Artikel 11 Terugbetaling bij verkoop
Op de terugbetaling bij verkoop als bedoeld in artikel 20 van de verordening is het volgende aflossingsschema van toepassing:
a. de hoogte van het terug te betalen bedrag is gelijk aan de waardestijging verminderd met 5% per jaar.
b. ter uitvoering van het gestelde onder a, is de eigenaar van de woning verplicht na één maand van het passeren van de acte het college op de hoogte te stellen.
Artikel 12 Financiële tegemoetkoming voor het bezoekbaar maken van een woonruimte
De hoogte van de financiële tegemoetkoming voor het bezoekbaar maken van een woonruimte, niet zijnde het hoofdverblijf, als bedoeld in artikel 19 vierde lid van de verordening, bedraagt maximaal € 5.000.
Artikel 13 Vergoeding bouwkundige of woontechnische voorzieningen aan woonwagen of woonschip
a. de maximale vergoeding voor bouwkundige of woontechnische voorzieningen in een woonwagen die binnen 5 jaar is afgeschreven of waarvan de standplaats binnen 5 jaar wordt opgeheven bedraagt € 1.000;
b. de maximale vergoeding voor bouwkundige of woontechnische voorzieningen in een woonschip die binnen 5 jaar is afgeschreven of waarvan de ligplaats binnen 5 jaar weg moet bedraagt € 1.000.

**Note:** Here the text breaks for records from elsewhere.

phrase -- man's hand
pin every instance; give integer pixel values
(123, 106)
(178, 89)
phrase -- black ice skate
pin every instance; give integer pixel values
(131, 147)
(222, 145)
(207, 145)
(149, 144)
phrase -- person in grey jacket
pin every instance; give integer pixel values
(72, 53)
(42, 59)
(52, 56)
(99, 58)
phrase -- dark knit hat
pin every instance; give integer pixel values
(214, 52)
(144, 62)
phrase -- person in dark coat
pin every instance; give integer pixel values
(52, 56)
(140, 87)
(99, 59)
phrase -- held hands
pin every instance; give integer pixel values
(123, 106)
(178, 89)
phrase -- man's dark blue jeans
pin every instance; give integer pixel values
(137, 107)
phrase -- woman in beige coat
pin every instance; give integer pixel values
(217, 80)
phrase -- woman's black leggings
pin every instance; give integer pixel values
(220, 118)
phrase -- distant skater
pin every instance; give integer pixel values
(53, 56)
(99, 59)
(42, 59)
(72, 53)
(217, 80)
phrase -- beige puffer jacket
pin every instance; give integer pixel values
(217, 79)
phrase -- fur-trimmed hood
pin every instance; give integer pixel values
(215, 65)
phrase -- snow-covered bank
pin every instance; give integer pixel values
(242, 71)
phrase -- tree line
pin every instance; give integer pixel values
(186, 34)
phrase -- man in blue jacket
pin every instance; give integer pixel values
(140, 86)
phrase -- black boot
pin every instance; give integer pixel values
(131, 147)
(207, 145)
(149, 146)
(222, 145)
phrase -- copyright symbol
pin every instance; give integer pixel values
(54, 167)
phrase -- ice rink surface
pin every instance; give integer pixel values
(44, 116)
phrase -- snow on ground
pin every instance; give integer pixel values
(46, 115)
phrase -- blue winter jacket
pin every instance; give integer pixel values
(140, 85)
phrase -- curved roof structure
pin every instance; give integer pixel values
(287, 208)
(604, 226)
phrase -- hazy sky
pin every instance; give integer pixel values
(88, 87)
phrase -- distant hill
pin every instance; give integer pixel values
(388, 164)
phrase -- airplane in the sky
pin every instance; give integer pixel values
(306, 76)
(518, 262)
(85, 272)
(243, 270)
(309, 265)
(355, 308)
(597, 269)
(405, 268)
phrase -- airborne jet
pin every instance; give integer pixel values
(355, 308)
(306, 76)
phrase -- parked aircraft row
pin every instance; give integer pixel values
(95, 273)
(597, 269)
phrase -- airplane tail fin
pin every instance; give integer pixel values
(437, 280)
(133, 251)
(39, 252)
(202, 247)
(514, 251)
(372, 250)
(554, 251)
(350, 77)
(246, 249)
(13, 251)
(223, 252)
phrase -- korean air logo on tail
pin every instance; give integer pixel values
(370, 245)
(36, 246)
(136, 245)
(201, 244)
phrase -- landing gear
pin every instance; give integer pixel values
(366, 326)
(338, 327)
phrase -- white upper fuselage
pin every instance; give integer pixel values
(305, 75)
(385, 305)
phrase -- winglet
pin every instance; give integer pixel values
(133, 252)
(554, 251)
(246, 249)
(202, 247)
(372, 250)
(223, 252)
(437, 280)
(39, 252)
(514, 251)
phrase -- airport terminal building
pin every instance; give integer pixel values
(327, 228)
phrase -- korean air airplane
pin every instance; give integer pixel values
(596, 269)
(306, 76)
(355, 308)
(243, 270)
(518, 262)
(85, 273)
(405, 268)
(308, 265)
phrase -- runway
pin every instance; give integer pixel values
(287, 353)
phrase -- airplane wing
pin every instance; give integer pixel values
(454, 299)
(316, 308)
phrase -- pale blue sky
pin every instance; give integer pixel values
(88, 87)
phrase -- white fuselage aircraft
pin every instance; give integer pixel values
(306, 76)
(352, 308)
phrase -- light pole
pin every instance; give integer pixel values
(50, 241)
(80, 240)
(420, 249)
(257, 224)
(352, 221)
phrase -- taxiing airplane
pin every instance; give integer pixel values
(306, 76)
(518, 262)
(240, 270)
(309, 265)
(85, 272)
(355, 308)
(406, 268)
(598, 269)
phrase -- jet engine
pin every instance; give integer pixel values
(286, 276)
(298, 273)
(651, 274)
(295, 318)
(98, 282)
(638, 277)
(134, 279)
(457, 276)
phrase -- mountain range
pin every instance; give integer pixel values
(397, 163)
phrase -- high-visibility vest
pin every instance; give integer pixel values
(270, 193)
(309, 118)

Hoofdstuk 5 Het zich lokaal verplaatsen per vervoermiddel
Artikel 16 Hoogte financiële tegemoetkoming taxi, rolstoeltaxi, eigen auto en autoaanpassing
Indien zich een uitzonderingssituatie voordoet als omschreven in (het tweede deel van) artikel 25 van de verordening wordt een financiële tegemoetkoming verstrekt die gebaseerd is op de werkelijk bovenregionale vervoersbehoefte. Daarbij geldt het vervoer middels Valys als een voorliggende voorziening.